L’autre Granéenne gazouilla. Celle de Whitbread lui répondit. La conversation dura plusieurs secondes. Très longtemps, pour des Granéens… La lumière du soleil mourait et l’Œil de Murcheson brillait cent fois plus fort que la Lune de la Terre. Dans le Sac à Charbon, il n’y avait pas d’autres étoiles. Autour des enseignes, les champs étaient rouge sombre, les ombres très noires et de profondeur infinie.

« Vous allez vers de l’honnêteté, dit enfin Charlie. Mon maître pense qu’il doit être honnête envers vous. Il vaut mieux vivre selon l’antique méthode des Cycles plutôt que de risquer la destruction totale et de condamner à mort tous nos descendants.

— Mais… » Potter bégayait. « Mais pourquoi ne vous est-il pas possible de coloniser d’autres étoiles ? La galaxie est bien assez vaste. Vous n’attaqueriez pas l’Empire ?

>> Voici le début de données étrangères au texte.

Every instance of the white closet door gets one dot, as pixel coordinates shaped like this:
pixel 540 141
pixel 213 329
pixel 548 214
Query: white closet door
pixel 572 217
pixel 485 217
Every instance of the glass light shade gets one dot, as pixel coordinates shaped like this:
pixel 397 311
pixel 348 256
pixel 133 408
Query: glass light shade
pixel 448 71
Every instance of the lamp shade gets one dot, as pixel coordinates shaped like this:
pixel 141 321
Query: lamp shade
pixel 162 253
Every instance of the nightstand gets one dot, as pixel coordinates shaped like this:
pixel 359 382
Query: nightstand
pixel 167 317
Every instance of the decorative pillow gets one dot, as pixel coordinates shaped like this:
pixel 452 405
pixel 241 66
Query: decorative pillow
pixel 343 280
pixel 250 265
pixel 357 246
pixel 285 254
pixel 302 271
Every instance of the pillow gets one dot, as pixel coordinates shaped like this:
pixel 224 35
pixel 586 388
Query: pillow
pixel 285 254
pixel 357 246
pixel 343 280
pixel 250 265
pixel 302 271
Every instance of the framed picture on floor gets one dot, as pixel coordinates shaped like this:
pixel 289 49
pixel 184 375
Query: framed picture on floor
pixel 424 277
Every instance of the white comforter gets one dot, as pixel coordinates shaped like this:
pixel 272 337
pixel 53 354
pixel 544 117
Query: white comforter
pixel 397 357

— Non, non, protesta la Granéenne de Whitbread. Ma propre maîtresse veut seulement acheter des terres, comme bases, sur les mondes de l’Empire, puis en sortir définitivement. Un jour ou l’autre, nous coloniserions des mondes à la périphérie de l’Empire. Il s’établirait un commerce entre nous. Je ne pense pas que nous essaierions de partager vos planètes.

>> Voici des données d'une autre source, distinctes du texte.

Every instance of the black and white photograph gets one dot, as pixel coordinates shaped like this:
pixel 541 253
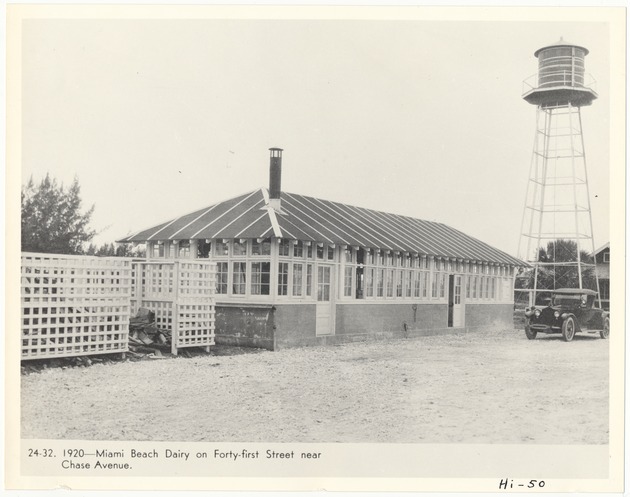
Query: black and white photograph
pixel 316 242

— Alors pourquoi ? demanda Potter.

— Je ne pense pas que vous pourriez construire un assez grand nombre de vaisseaux spatiaux, le coupa Whitbread.

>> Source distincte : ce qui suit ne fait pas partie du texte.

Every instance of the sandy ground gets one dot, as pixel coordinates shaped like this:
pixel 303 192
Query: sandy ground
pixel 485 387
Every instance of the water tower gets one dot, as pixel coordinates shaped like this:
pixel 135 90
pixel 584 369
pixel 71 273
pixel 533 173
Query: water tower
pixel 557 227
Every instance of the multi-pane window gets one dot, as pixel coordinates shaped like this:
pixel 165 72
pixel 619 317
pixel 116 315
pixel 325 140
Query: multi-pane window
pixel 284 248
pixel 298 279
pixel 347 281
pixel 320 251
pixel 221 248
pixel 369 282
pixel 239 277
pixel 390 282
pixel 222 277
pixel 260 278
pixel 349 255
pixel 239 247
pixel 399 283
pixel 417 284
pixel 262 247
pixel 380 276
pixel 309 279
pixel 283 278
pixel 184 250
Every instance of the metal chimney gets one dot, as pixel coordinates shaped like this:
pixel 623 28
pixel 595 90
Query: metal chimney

— Nous les mettrions en chantier sur nos colonies et les renverrions ensuite ici, répondit la Granéenne. Nous louerions des cargos à des hommes tels que Bury. Nous paierions plus que quiconque. Mais réfléchissez – cela ne pourrait durer. Les colonies feraient sécession, si je puis dire. Nous devrions recommencer, avec d’autres colonies, un peu plus lointaines. Et sur toutes les planètes où nous nous installerions, il y aurait des problèmes de surpeuplement. Imaginez ce que ce serait dans trois cents ans. »

Whitbread essaya : des astronefs grands comme des villes, des millions d’entre eux. Et des guerres de Sécession. Comme celles qui avaient signé la chute du Premier Empire. De plus en plus de Granéens…

« Des centaines de planètes granéennes, essayant toutes d’expédier leur population en expansion vers des mondes toujours plus lointains ! Des milliards de maîtres se battant pour leurs domaines et leur sécurité ! Votre propulsion d’Eddie le Fou est lente d’utilisation. Il faut du temps et du carburant pour explorer chaque système stellaire et situer le point d’Eddie le Fou suivant. Un jour ou l’autre, la limite externe de la “sphère Grana” serait trop proche. Il nous faudrait nous étendre vers l’intérieur, vers L’EMPIRE DE L’HUMANITÉ.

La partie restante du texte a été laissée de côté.